Однако интересующая нас эпистемологическая проблема выходит, несомненно, за рамки подхода с позиций наглядности по двум дополняющим друг друга причинам.

1. Прежде всего, совершенно очевидно, что вращение — просто повод для понятия спина. Лучшее свидетельство этому в том, что он очень просто выражается количественно. Если бы речь шла о реальном вращении, образ которого заимствуется в исключительно богатой области вращений в реальном мире, то пришлось бы обратиться к большему числу квантов и они были бы более высоких порядков. Далее, спин находит свое оправдание в композициях. В отношении к отдельному электрону это понятие не имеет смысла. Спин, следовательно, мыслим, но ни в коем случае не воображаем.

2. На уровне воображения ни вращение электрона, ни сам электрон смысла не имеют. Не следует забывать, что процесс воображения непосредственно связан с сетчаткой, а не с чем-то мистическим и всемогущим.

Об этом остроумно писал Жан Перрен63. Воображение не в состоянии вывести нас из сферы чувства. Было бы напрасным соединять число с образом объекта, чтобы обозначить тем самым его малость: воображение не следует его математическому уклону. Но мыслить иначе, чем математически, мы не можем; из самого факта слабости и ограниченности чувственного воображения мы переходим в область чистой мысли, где объекты обладают реальностью лишь в их отношениях. Вот где человеческий предел воображаемой реальности, иначе говоря, предел определения реального с помощью воображения.

Мы мыслим о микрофеномене, вовсе не опираясь на реалистское ядро понятия электрона; мы “управляем” микроявлением не при помощи этого реалистского ядра, но скорее при помощи той идеалистической атмосферы, которая его окружает. Реалистское мнение не особенно считается с двойственностью идеи субстанции, о которой, ссылаясь на Ренувье, мы говорили во Введении. Между тем к объекту микрофизики, быть может, больше, чем к чему-либо еще, эта двойственность имеет непосредственное отношение. Остановимся на этом вкратце. Подготавливая свои эксперименты, физика начинает, конечно, с реальности здравого смысла, как это отметил Мейерсон. В частности, физик называет свои инструменты так же, как называет стол. Однако после того, как пробуждается его мышление, все резко меняется. То, что производится инструментально (электрон, поле, поток и т. д.), теперь рассматривается теоретическим мышлением как логический субъект, а вовсе не субстанциально. Если же какие-то субстанциальные остатки остаются, то они должны быть устранены; они свидетельствуют о наивном реализме, подлежащем искоренению. Мейерсон нам может возразить, что этот стойкий реализм, или, как он говорит, “эта стоглавая гидра с ее неистребимой способностью возрождать свои головы, когда нам кажется, что мы их отрубили”64, является одной из самых характерных черт человеческого мышления. Однако какая-то странная одержимость толкает тем не менее исследователя снова и снова к уничтожению этой возрождающейся гидры. Какие духовные предчувствия заставляют нас сублимировать реалистские понятия? Почему у нас есть потребность изменить статус реального? Ведь реалистская функция должна быть стабильной более, чем что-либо; субстанциалистское объяснение должно сохранять свой постоянный характер. А на самом деле эта функция становится все более и более подвижной. Никогда еще наука не имела такого пренебрежения к тем “существам”, к тем видам объектов, которые она порождает. Она отказывается от них при малейших затруднениях.

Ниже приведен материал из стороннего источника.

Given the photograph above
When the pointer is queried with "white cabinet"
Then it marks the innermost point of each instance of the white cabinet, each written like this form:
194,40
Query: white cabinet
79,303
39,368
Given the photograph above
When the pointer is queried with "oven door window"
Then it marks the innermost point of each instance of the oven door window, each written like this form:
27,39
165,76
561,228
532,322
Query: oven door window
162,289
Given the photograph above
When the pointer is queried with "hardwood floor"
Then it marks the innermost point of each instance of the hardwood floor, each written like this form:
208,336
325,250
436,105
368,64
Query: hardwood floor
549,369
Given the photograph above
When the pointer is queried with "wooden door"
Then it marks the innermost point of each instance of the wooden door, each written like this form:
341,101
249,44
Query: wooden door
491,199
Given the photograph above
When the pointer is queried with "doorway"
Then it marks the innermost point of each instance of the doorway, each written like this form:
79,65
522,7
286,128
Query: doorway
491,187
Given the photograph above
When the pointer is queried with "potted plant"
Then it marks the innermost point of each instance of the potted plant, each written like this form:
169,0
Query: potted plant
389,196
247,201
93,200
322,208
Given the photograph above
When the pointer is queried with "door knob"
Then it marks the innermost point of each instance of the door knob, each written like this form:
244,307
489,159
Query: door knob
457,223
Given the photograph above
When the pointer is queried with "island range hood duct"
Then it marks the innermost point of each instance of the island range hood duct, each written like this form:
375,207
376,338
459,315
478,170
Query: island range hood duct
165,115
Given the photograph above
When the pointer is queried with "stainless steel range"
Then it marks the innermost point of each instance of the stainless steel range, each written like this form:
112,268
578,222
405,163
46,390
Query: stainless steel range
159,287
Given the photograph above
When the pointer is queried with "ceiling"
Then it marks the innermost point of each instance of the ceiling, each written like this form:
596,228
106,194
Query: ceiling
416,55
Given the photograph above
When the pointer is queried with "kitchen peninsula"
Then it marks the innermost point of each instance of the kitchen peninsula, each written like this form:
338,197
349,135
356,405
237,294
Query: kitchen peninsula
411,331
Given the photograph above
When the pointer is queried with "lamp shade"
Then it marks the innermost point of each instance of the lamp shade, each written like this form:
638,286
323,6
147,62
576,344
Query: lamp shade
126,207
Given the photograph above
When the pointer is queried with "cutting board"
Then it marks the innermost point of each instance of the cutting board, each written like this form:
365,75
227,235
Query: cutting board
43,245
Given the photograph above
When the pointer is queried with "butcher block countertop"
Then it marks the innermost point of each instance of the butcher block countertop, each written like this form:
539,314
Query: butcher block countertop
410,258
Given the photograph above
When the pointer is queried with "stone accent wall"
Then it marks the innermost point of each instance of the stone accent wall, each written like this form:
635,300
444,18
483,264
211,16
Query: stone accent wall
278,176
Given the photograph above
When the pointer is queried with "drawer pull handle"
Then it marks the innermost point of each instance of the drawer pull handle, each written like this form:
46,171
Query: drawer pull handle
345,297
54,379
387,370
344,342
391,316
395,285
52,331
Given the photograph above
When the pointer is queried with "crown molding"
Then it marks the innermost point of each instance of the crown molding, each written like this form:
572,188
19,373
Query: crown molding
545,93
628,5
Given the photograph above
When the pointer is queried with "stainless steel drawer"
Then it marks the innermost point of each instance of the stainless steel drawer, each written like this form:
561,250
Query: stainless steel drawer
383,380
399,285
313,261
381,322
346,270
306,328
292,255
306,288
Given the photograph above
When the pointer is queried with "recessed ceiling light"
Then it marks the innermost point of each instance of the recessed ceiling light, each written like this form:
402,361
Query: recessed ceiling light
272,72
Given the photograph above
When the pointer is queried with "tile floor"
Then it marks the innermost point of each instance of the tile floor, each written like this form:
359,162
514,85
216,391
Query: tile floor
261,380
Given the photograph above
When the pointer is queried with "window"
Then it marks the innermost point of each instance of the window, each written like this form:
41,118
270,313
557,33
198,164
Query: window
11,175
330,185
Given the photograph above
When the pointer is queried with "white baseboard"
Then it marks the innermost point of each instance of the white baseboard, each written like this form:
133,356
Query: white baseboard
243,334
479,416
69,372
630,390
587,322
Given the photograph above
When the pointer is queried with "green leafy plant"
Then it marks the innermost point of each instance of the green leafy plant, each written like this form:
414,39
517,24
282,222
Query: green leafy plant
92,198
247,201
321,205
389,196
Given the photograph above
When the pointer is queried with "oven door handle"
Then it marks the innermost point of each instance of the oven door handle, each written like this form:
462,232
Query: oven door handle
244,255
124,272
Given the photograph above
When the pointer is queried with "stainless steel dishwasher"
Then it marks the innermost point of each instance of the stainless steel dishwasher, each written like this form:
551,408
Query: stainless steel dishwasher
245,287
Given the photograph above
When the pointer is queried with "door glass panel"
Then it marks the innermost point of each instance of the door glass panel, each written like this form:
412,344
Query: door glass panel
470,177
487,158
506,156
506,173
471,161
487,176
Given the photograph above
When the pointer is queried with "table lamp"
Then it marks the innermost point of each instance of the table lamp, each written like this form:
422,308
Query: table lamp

Отныне нам представляется, что в пространстве между исчезновением некоего научного объекта и образованием новой реальности находится место для нереалистской мысли, для мысли, создающей опору своего движения. Неуловимый момент, кстати сказать, едва заметный по сравнению с периодом науки достигнутой, устоявшейся, объясненной, ставшей предметом преподавания. Именно здесь, в это короткое мгновение открытия и можно уловить решающую перемену в научной мысли. Реконструируя эти мгновения в процессе преподавания, мы формируем научный дух в его динамизме и диалектике. Здесь образуются резкие противоречия в опыте, возникают сомнения в очевидности аксиом. Формы априорного синтеза, подобные гениальному синтезу де Бройля, стремятся раздвоить реальное; здесь происходят тонкие повороты мысли, одним из наиболее ясных примеров которых является эйнштейновский принцип эквивалентности. Вся аргументация Мейерсона относительно долговременности субстанциального характера силы будет разбита при столкновении с таким принципом. Достаточно вспомнить, как хорошо выбранное изменение системы отсчета нейтрализует гравитацию, чтобы убедиться в мимолетном характере трактовки силы притяжения с позиций реализма.

Как бы ни был устойчив реализм, поразительно, что все плодотворные революции в научном мышлении начинаются с кризиса, ведущего к глубокому его расслоению. Сама же реалистская мысль никогда не порождает своего собственного кризиса. Однако революционный толчок приходит — он рождается в царстве абстрактного. Математика является источником современного экспериментирующего мышления.